Vespa è, tuttavia, irrrefrenabile; con un ferro da maglia pone fine alla vita che sta nascendo dentro di sé, mentre l’apparentemente ingenuo marito ne approfitta per abbandonarla a se stessa, stanco dei suoi continui tradimenti.
Ed ecco che il giovane aspirante scrittore ricopre un ulteriore ruolo nella storia, quello di infermiere e confessore, di educatore delle pulsioni e desideri di Vespa, nella speranza di riuscire a codificare e sistemizzare il desiderio di lei a suo vantaggio.
Vespa però scompare, firma le dimissioni dall’ospedale e si volatilizza; inizia così per l’abbandonato amante un lungo e difficile percorso di epurazione del desiderio, un planning fitto di pensieri ed azioni, come si fa negli ospedali psichiatrici, per riuscire a sfuggire a quel pensiero fisso, Vespa, all’angst, il cumulo di disperazione che improvvisamente gli piove addosso.
La scomparsa di Vespa coincide nella vita del giovane protagonista alla scomparsa anche di ogni suo autentico desiderio e all’assenza di vitalità. Almeno così procede fino all’arrivo di Agneta, giovane collega che porta con sé quella “legalità dei sentimenti” cui tanto aveva teso il giovane scrittore.
Tuttavia, l’irrequietudine è propria dell’essere umano, e nello scandagliare i suoi sentimenti, il giovane sente la melliflua presenza di un’insoddisfazione, che sembra redimersi solo quando, dopo un incontro casuale che riporta sulla sua strada Vespa, riprende con lei, ma a ruoli invertiti rispetto al passato, la relazione clandestina di qualche anno prima. Anche questa ripresa del desiderio è tuttavia un’illusione; i tempi sono cambiati e Vespa non è altro che un ricordo sfilacciato di un desiderio, che attualmente è stato del tutto riversato su Agneta, la cui graduale lontananza lo sta legando a lei in maniera incomprensibile.

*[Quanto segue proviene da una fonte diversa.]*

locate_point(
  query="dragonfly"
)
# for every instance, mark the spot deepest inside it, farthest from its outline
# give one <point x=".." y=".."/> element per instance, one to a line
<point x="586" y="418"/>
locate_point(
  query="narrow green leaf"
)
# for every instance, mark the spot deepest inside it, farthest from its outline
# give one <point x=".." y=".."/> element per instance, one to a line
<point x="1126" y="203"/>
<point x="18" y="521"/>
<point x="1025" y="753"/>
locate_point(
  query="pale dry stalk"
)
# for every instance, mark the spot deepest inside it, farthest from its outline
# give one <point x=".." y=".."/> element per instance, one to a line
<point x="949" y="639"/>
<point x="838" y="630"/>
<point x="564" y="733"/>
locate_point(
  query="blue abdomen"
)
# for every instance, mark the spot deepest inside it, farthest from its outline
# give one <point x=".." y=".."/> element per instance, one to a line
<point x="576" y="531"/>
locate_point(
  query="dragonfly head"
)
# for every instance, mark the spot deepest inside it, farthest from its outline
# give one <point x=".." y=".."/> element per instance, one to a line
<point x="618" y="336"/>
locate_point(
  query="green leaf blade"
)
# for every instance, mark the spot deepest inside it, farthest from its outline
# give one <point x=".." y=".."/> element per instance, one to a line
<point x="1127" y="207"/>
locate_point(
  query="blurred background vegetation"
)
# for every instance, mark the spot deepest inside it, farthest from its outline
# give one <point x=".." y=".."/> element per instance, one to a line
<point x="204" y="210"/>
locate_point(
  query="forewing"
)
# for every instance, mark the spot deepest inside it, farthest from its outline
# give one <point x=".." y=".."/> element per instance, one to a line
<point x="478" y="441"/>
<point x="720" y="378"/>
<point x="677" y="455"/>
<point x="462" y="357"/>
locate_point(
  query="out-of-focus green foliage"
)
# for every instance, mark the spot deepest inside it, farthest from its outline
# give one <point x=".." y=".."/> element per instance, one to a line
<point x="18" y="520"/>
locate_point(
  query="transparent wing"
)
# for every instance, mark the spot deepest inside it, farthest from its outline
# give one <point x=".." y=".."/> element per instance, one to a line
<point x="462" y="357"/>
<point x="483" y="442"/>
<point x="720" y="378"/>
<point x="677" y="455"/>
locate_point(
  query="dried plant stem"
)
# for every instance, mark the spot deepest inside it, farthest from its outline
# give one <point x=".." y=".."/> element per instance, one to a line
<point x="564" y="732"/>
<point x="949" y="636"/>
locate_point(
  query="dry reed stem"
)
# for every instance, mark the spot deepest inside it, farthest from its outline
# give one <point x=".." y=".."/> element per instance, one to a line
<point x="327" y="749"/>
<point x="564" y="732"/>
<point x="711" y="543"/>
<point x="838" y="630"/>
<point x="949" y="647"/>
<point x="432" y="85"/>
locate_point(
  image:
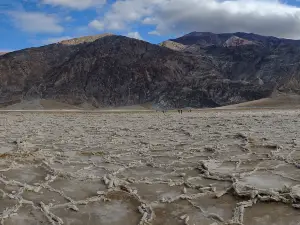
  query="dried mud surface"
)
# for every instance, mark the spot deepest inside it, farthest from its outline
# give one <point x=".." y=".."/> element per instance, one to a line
<point x="202" y="168"/>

Che il desiderio irrefrenabile nasca dall’assenza dell’oggetto desiderato? Che l’essere umano sia condannato ad una perenne insoddisfazione nella perpetua ricerca dell’equilibrio? Che sia “l’impossibile” e “l’inafferrabile” ciò che alimenta di passione la vita di ognuno di noi?

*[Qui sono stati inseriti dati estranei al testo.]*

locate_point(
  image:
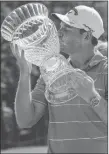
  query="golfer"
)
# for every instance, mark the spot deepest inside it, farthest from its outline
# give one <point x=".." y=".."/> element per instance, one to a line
<point x="79" y="125"/>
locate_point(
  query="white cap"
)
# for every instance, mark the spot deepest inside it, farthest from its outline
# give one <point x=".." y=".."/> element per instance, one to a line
<point x="84" y="17"/>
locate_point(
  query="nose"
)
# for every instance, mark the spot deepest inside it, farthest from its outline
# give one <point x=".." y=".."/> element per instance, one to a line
<point x="60" y="34"/>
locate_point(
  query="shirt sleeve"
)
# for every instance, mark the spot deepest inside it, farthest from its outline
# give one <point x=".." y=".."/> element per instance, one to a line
<point x="38" y="93"/>
<point x="106" y="80"/>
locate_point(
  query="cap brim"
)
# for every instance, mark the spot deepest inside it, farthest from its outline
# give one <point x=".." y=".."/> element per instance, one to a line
<point x="62" y="18"/>
<point x="66" y="20"/>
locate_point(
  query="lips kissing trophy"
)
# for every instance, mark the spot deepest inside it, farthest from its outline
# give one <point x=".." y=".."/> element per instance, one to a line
<point x="30" y="28"/>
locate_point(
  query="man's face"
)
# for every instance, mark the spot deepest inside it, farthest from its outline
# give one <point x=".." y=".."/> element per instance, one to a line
<point x="70" y="38"/>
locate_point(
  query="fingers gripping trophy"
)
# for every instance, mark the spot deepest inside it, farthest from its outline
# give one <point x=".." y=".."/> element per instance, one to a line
<point x="30" y="28"/>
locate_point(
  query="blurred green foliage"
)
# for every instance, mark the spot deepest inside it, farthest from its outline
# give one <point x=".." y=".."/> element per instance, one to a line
<point x="9" y="68"/>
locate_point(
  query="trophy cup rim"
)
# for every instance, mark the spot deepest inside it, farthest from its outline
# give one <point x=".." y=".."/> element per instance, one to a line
<point x="10" y="37"/>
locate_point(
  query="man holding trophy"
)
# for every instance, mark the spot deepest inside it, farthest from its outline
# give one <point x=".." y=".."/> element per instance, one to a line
<point x="75" y="91"/>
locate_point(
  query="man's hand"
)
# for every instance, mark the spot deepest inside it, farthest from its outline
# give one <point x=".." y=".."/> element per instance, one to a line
<point x="25" y="67"/>
<point x="84" y="85"/>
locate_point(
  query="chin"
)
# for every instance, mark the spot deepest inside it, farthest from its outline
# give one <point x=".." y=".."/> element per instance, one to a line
<point x="64" y="54"/>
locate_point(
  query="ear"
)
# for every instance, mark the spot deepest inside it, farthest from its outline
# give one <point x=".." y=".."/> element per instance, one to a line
<point x="87" y="35"/>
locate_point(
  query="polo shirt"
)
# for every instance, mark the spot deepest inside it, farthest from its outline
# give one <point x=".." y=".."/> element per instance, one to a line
<point x="74" y="126"/>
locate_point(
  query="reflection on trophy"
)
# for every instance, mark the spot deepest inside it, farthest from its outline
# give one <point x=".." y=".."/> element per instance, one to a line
<point x="30" y="28"/>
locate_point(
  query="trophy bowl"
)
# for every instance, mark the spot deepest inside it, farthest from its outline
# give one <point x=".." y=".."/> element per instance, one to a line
<point x="30" y="28"/>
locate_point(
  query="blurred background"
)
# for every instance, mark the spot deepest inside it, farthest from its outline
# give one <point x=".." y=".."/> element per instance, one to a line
<point x="11" y="134"/>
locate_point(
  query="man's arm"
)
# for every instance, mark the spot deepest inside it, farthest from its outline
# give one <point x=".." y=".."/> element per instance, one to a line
<point x="27" y="110"/>
<point x="102" y="108"/>
<point x="29" y="106"/>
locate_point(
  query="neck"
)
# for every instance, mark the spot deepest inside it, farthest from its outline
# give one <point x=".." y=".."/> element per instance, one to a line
<point x="80" y="59"/>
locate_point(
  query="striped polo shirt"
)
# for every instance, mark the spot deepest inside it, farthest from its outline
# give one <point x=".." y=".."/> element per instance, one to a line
<point x="74" y="127"/>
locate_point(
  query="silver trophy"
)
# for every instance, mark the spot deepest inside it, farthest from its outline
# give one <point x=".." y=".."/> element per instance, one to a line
<point x="30" y="28"/>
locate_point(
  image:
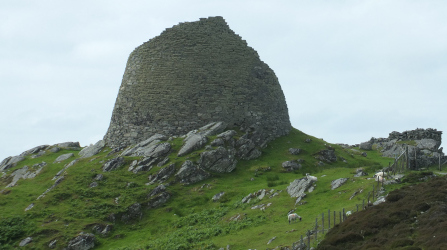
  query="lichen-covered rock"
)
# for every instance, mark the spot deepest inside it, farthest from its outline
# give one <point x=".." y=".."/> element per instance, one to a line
<point x="162" y="175"/>
<point x="294" y="151"/>
<point x="92" y="150"/>
<point x="25" y="241"/>
<point x="82" y="242"/>
<point x="326" y="155"/>
<point x="10" y="162"/>
<point x="189" y="173"/>
<point x="113" y="164"/>
<point x="217" y="78"/>
<point x="217" y="196"/>
<point x="298" y="187"/>
<point x="219" y="160"/>
<point x="291" y="165"/>
<point x="132" y="213"/>
<point x="338" y="182"/>
<point x="63" y="157"/>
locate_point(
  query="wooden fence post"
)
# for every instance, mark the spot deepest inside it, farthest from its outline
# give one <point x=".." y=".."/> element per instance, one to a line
<point x="322" y="221"/>
<point x="339" y="213"/>
<point x="334" y="218"/>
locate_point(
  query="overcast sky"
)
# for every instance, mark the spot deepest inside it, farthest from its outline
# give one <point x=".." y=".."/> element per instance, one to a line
<point x="350" y="70"/>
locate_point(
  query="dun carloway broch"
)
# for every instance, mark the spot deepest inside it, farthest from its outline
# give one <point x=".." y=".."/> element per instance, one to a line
<point x="190" y="75"/>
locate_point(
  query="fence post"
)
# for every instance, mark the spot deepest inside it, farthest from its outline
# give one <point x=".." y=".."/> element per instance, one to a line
<point x="308" y="239"/>
<point x="322" y="221"/>
<point x="334" y="218"/>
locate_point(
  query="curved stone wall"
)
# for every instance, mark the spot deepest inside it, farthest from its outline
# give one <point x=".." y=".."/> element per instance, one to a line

Aloe, con una scrittura pragmatica e al contempo fascinosa lascia aperti questi interrogativi, sebbene sorga il dubbio che l’autore piuttosto convenga col pensiero aristotelico secondo cui è nella natura stessa del desiderio l’impossibilità di soddisfarlo e in quella degli uomini vivere nella speranza di riuscirci. Ai suoi lettori l’ardua sentenza.